First, the IRS must spend taxpayer dollars wisely.
As the agency that collects taxes from American workers and businesses, your agency will continue to be under especially tough scrutiny when it comes to how it spends the money Congress appropriates. And, unfortunately, the IRS’s operations do not appear to be able to withstand such scrutiny.
When you reverse the positions of your predecessors and award bonuses to employees who have not paid their taxes; when your agency throws lavish conferences; and when you spend tens of millions of dollars on public sector union activity, the public loses faith in your ability to spend money wisely.
When your agency pays tens of billions of dollars in improper payments every year; when the IRS mails thousands of fraudulent refund checks to a single home address; and when a quarter of all Earned Income Tax Credit payments are improper, the public loses faith in your ability to protect tax dollars carefully.
Second, the IRS must treat taxpayers fairly and respect their rights.
Recent scandals have given Americans reason to doubt that the IRS will treat them fairly. While the targeting of applicants for tax-exempt status may have happened before your tenure, taxpayers must have confidence that those days are over.
Just before you became Commissioner, the IRS and Treasury Department released a proposed regulation that would limit the ability of social welfare organizations to engage in speech about matters of public importance. After an outcry from all sides of the political spectrum, the proposed regulation was withdrawn.
But, now I hear you plan to reissue it.
This would be a mistake – and I hope you do not go down the path of trying to limit political speech. That would only further entangle your agency in needless political debate and controversy.
Third and finally, the IRS must be open and honest with this committee. We must have mutual trust between us.

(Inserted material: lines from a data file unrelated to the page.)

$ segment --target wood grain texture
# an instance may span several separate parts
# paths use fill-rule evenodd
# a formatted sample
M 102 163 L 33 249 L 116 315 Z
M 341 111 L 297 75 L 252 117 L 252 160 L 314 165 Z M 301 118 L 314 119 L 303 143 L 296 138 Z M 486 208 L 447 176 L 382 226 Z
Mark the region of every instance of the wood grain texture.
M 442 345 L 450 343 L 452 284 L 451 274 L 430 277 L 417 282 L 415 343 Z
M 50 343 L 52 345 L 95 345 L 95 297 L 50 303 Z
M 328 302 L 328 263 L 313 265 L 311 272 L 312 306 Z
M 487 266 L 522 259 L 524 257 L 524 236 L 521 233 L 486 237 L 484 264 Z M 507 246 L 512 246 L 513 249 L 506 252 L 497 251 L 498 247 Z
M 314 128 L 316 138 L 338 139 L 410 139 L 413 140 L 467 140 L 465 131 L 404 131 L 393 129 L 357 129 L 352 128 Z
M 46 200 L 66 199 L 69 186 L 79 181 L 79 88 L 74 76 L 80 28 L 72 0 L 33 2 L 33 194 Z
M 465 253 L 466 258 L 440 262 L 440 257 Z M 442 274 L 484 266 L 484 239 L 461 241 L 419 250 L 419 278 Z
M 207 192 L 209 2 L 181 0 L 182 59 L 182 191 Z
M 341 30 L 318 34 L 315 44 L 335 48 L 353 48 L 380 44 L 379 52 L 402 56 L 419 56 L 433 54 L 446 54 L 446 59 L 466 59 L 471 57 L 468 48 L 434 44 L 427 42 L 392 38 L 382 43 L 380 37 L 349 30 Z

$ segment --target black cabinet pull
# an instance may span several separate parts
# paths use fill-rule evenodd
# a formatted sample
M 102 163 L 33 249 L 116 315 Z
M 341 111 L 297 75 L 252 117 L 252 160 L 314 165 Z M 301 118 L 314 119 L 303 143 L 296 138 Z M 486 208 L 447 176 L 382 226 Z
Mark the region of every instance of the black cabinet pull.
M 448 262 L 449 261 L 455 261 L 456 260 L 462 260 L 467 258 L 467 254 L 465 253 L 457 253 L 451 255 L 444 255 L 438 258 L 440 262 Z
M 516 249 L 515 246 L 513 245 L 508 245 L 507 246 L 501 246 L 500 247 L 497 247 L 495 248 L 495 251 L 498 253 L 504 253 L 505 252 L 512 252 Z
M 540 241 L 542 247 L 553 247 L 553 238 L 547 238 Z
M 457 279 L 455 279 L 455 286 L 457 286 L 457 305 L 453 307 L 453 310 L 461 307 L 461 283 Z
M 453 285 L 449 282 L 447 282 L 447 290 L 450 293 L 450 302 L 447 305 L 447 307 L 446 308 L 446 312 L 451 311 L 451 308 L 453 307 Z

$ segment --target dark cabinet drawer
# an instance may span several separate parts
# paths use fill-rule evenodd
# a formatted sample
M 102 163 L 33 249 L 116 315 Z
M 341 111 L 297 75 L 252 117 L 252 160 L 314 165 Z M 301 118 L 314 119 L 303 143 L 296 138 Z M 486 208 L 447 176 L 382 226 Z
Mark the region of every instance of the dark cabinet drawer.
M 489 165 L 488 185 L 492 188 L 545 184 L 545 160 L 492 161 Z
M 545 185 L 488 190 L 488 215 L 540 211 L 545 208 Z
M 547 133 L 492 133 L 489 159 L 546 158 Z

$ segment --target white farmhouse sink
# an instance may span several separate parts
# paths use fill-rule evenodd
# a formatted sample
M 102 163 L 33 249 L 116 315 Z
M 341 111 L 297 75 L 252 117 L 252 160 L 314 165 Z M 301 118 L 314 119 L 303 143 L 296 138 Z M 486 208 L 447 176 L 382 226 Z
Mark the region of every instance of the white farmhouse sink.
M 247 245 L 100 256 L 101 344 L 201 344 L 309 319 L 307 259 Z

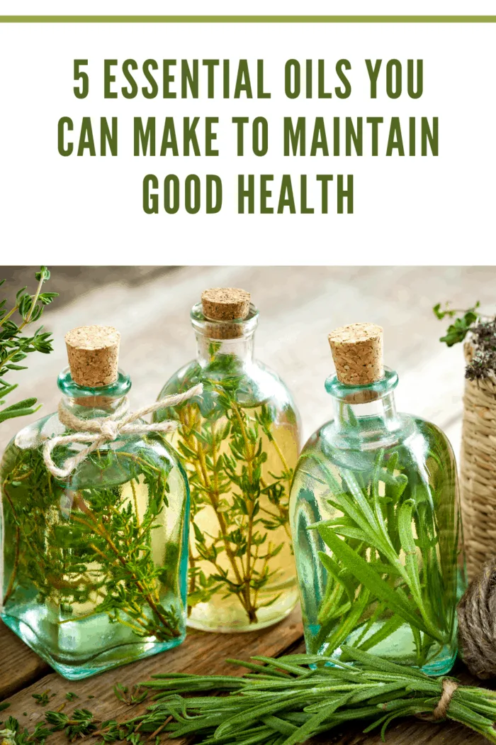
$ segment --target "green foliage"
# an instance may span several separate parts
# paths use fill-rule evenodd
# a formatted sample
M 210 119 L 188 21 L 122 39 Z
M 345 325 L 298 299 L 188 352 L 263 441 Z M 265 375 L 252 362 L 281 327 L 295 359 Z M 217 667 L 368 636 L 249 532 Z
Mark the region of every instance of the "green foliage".
M 473 353 L 465 371 L 465 376 L 468 380 L 483 380 L 496 372 L 496 317 L 476 313 L 479 306 L 477 302 L 468 311 L 455 311 L 451 310 L 446 303 L 445 308 L 441 310 L 438 302 L 433 308 L 440 320 L 445 316 L 454 318 L 458 315 L 448 327 L 445 336 L 439 340 L 445 342 L 448 346 L 463 341 L 470 332 Z
M 49 693 L 50 688 L 48 688 L 48 691 L 44 691 L 42 694 L 32 694 L 32 696 L 36 703 L 39 703 L 40 706 L 46 706 L 50 700 L 50 696 L 48 695 Z
M 328 486 L 337 516 L 309 526 L 328 549 L 319 553 L 327 580 L 309 651 L 332 655 L 350 635 L 354 646 L 372 649 L 407 624 L 412 662 L 422 667 L 454 633 L 456 511 L 439 524 L 451 477 L 430 484 L 399 450 L 380 451 L 370 469 L 356 472 L 332 470 L 315 454 L 303 458 L 309 477 Z M 430 463 L 434 474 L 435 456 Z
M 65 446 L 56 451 L 68 457 Z M 59 609 L 59 623 L 106 615 L 137 638 L 181 635 L 181 612 L 164 606 L 177 595 L 175 560 L 157 562 L 152 538 L 168 506 L 170 466 L 147 451 L 97 451 L 86 461 L 91 486 L 67 490 L 47 471 L 39 449 L 19 451 L 1 490 L 5 504 L 8 609 L 34 588 L 39 603 Z M 109 475 L 112 475 L 109 479 Z M 138 494 L 146 494 L 142 514 Z M 54 519 L 54 516 L 58 516 Z M 89 609 L 82 613 L 81 606 Z
M 45 305 L 49 305 L 57 293 L 42 292 L 44 282 L 50 279 L 50 272 L 46 267 L 41 267 L 36 273 L 38 287 L 33 295 L 26 292 L 23 287 L 16 296 L 16 305 L 10 311 L 7 308 L 7 300 L 0 300 L 0 406 L 5 403 L 6 397 L 17 387 L 17 384 L 11 384 L 5 380 L 5 376 L 11 371 L 26 370 L 19 364 L 29 354 L 39 352 L 48 354 L 52 350 L 52 340 L 50 334 L 43 331 L 43 327 L 37 329 L 32 336 L 22 335 L 24 329 L 36 323 L 42 316 Z M 0 286 L 4 279 L 0 282 Z M 25 399 L 16 404 L 0 410 L 0 423 L 8 419 L 24 416 L 37 411 L 35 408 L 36 399 Z
M 12 717 L 5 724 L 17 745 L 43 745 L 58 732 L 69 741 L 91 735 L 100 738 L 97 742 L 102 744 L 141 745 L 155 740 L 158 745 L 160 733 L 203 745 L 297 745 L 347 723 L 363 723 L 364 734 L 380 728 L 384 739 L 396 719 L 419 715 L 439 727 L 441 722 L 432 715 L 445 679 L 429 678 L 352 647 L 344 651 L 353 667 L 338 659 L 332 666 L 324 665 L 321 657 L 300 654 L 253 658 L 261 665 L 229 660 L 250 670 L 242 677 L 161 673 L 141 684 L 154 694 L 154 703 L 144 713 L 121 722 L 99 721 L 81 708 L 71 714 L 46 711 L 45 721 L 30 735 Z M 221 691 L 231 695 L 204 695 Z M 459 685 L 445 718 L 496 743 L 492 691 Z
M 271 605 L 274 595 L 262 602 L 260 592 L 274 581 L 272 559 L 284 543 L 271 540 L 278 528 L 289 527 L 288 466 L 274 436 L 276 411 L 268 403 L 243 406 L 251 391 L 245 372 L 235 355 L 217 355 L 210 346 L 208 366 L 184 381 L 181 390 L 202 382 L 201 399 L 161 412 L 179 423 L 177 449 L 185 463 L 191 491 L 191 521 L 195 551 L 190 557 L 188 603 L 206 603 L 216 593 L 234 596 L 250 623 L 257 611 Z M 271 452 L 280 470 L 267 478 L 264 467 Z M 268 502 L 270 508 L 263 506 Z M 204 508 L 215 513 L 218 530 L 210 535 L 198 527 L 196 517 Z M 219 557 L 227 557 L 228 568 Z M 210 565 L 204 570 L 205 563 Z M 199 565 L 201 565 L 199 566 Z
M 460 311 L 450 308 L 449 303 L 447 302 L 443 308 L 441 303 L 438 302 L 432 308 L 434 315 L 439 320 L 445 317 L 454 318 L 453 323 L 448 327 L 448 331 L 445 336 L 441 337 L 439 341 L 445 342 L 448 346 L 453 346 L 463 341 L 467 334 L 477 321 L 479 315 L 475 311 L 479 308 L 480 303 L 477 300 L 473 308 L 469 308 L 467 311 Z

I believe you to be an honest man and when you tell me something, I take you at your word. But it’s because of this trust that I am concerned about a recent development in the committee’s investigation of political targeting at the IRS.

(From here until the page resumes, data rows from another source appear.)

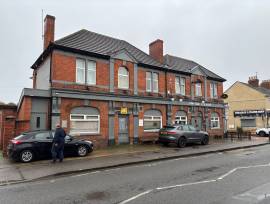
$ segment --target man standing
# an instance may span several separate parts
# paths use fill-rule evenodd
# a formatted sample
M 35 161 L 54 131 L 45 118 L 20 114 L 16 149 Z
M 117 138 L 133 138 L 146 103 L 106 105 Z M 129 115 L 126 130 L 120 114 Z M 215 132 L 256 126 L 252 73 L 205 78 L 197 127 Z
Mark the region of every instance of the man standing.
M 57 158 L 59 159 L 59 162 L 62 162 L 64 159 L 65 137 L 65 130 L 60 126 L 60 124 L 57 124 L 52 144 L 53 163 L 56 162 Z

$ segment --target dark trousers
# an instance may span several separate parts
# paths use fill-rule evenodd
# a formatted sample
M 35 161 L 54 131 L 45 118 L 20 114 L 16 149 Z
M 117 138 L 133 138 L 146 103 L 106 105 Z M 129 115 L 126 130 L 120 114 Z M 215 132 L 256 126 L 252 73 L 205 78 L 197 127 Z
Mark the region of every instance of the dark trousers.
M 64 144 L 53 143 L 51 152 L 54 161 L 56 159 L 62 161 L 64 159 Z

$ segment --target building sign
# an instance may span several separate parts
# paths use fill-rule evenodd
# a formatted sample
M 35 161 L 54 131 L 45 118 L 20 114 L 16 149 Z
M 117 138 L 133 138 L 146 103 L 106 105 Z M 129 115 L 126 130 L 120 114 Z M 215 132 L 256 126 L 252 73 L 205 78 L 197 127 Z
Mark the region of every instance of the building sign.
M 264 110 L 241 110 L 234 111 L 234 117 L 256 117 L 265 115 Z
M 126 115 L 127 112 L 128 112 L 127 108 L 121 108 L 121 110 L 120 110 L 120 113 L 123 114 L 123 115 Z

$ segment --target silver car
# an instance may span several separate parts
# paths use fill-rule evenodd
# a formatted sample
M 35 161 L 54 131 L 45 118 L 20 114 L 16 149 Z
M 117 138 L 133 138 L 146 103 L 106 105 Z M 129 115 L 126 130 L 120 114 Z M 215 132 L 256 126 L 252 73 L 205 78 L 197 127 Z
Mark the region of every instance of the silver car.
M 159 143 L 168 145 L 175 143 L 178 147 L 185 147 L 187 143 L 201 143 L 207 145 L 209 136 L 207 132 L 200 131 L 192 125 L 164 126 L 159 131 Z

Last July, your agency told the committee that it had completed its production of documents regarding Lois Lerner, the central figure in the investigation. Then, late last month, as the committee worked to finalize its investigative report, your agency delivered 86,000 pages of new documents, including 30,000 pages of new Lois Lerner documents, including new emails.
Thirty thousand pages of new documents.
Emails that fill eight boxes, and I have here about a tenth of those. These documents are central and relevant to the committee’s investigation, and were given to us without notice or explanation roughly twenty months after we made our initial document request.
This is not the way to build trust with this committee. This prolongs the committee’s investigation and raises more questions than it answers.
We will be following up on this matter more after today’s hearing.
Commissioner Koskinen, we are here today to discuss your agency’s operations and the President’s budget proposal. There is much to discuss on these two topics, and I look forward to hearing your testimony and answers.
In your opening remarks, I’d appreciate it if you took the time to address three specific concerns that I have.
First, I’d like to hear what the IRS plans to do to address the consistently high levels of fraud and overpayments for the Earned Income Tax Credit.
Second, I’d like to hear what specific changes you plan to make in the agency’s spending habits to deal with the budgetary shortfalls you’ve publicly decried.
Third, I’d like to hear about any contingency plans you have in place in case the Supreme Court invalidates the current structure of the Affordable Care Act tax subsidies later this year.
I hope that today can mark the beginning of a new chapter in the long, historic relationship between the IRS and the Senate Finance Committee.
I hope it is a good chapter, but, once again, that is ultimately up to you.